También estaba allí fuera de horas el censor oficial, don Jerónimo Ortega, a quien
llamábamos el Abominable Hombre de las Nueve porque llegaba puntual a esa hora
de la noche con su lápiz sangriento de sátrapa godo. Allí permanecía hasta
asegurarse de que no hubiera una letra impune en la edición de mañana. Tenía una
aversión personal contra mí, por mis ínfulas de gramático, o porque utilizaba
palabras italianas sin comillas ni cursivas cuando me parecían más expresivas que
en castellano, como debiera ser de uso legítimo entre lenguas siamesas. Después
de padecerlo por cuatro años, habíamos terminado por aceptarlo como la mala
conciencia de nosotros mismos.
Las secretarias llevaron al salón un pudín con noventa velas encendidas que me
enfrentaron por primera vez al número de mis años. Tuve que tragarme las lágrimas
cuando cantaron el brindis, y me acordé de la niña sin ningún motivo. No fue un
golpe de rencor sino de compasión tardía por una criatura de la que no esperaba
volver a acordarme. Cuando acabó de pasar el ángel alguien me había puesto un
cuchillo en la mano para que cortara el pudín. Por temor a las burlas nadie se
arriesgó a improvisar un discurso. Yo hubiera preferido morirme que contestarlo.
Para terminar la fiesta, el jefe de redacción, por quien no tuve nunca gran simpatía,
nos devolvió a la realidad inclemente. Ahora sí, ilustre nonagenario, me dijo:
¿Dónde está su nota?
La verdad es que toda la tarde la sentía ardiéndome como una brasa en el bolsillo,
pero la emoción me había calado tan hondo que no tuve corazón para aguar la fiesta
con mi renuncia. Dije: Por esta vez no hay. El jefe de redacción se disgustó por una
falta que había sido inconcebible desde el siglo anterior. Entiéndalo por una vez, le
dije, tuve una noche tan difícil que amanecí embrutecido. Pues debió escribir eso,
dijo él con su humor de vinagre. A los lectores les gustará saber de primera mano
cómo es la vida a los noventa. Una de las secretarias terció. A lo mejor es un secreto
delicioso, dijo, y me miró con malicia: ¿O no? Una ráfaga ardiente me abrasó la
cara. Maldita sea, pensé, qué desleal es el rubor. Otra, radiante, me señaló con el
dedo. ¡Qué maravilla! Todavía le queda la elegancia de ruborizarse. Su
impertinencia me provocó otro rubor encima del rubor. Debió ser una noche de
ataque, dijo la primera secretaria: ¡Qué envidia! Y me dio un beso que me quedó
pintado en la cara. Los fotógrafos se encarnizaron. Ofuscado, le entregué la nota al
jefe de redacción, y le dije que lo dicho antes era en broma, aquí la tiene, y escapé
atolondrado por la última salva de aplausos, para no estar presente cuando
descubrieran que era mi carta de renuncia al cabo de medio siglo de galeras.

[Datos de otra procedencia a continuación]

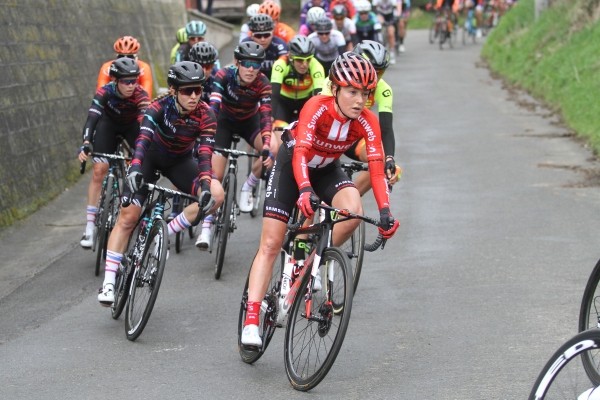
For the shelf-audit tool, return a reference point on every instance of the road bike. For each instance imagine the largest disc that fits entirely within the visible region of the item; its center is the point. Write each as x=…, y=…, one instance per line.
x=140, y=273
x=314, y=330
x=258, y=191
x=589, y=317
x=355, y=245
x=564, y=375
x=109, y=203
x=225, y=220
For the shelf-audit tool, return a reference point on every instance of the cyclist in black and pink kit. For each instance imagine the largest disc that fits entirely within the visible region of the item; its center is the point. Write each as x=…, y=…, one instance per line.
x=241, y=98
x=328, y=125
x=117, y=110
x=171, y=127
x=261, y=27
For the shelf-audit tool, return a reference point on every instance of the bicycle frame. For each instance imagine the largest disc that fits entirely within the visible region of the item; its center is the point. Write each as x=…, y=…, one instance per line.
x=323, y=231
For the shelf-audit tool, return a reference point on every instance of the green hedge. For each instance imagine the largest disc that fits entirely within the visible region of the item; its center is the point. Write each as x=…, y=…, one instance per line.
x=555, y=58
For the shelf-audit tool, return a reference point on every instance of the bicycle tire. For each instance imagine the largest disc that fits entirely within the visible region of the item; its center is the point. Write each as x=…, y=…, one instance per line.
x=305, y=363
x=267, y=317
x=122, y=284
x=224, y=223
x=124, y=271
x=146, y=278
x=589, y=317
x=561, y=378
x=102, y=231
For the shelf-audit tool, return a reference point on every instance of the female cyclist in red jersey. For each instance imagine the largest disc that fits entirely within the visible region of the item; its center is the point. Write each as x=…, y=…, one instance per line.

La ansiedad me duraba todavía aquella noche cuando desenvolvía las cuelgas en mi
casa. Los linotipistas desacertaron con una cafetera eléctrica igual a las tres que
tenía de cumpleaños anteriores. Los tipógrafos me dieron una autorización para
recoger un gato de angora en el criadero municipal. La gerencia me dio una
bonificación simbólica. Las secretarias me regalaron tres calzoncillos de seda con
huellas de besos estampados, y una tarjeta en la que se ofrecían para quitármelos.
Se me ocurrió que uno de los encantos de la vejez son las provocaciones que se
permiten las amigas jóvenes que nos creen fuera de servicio.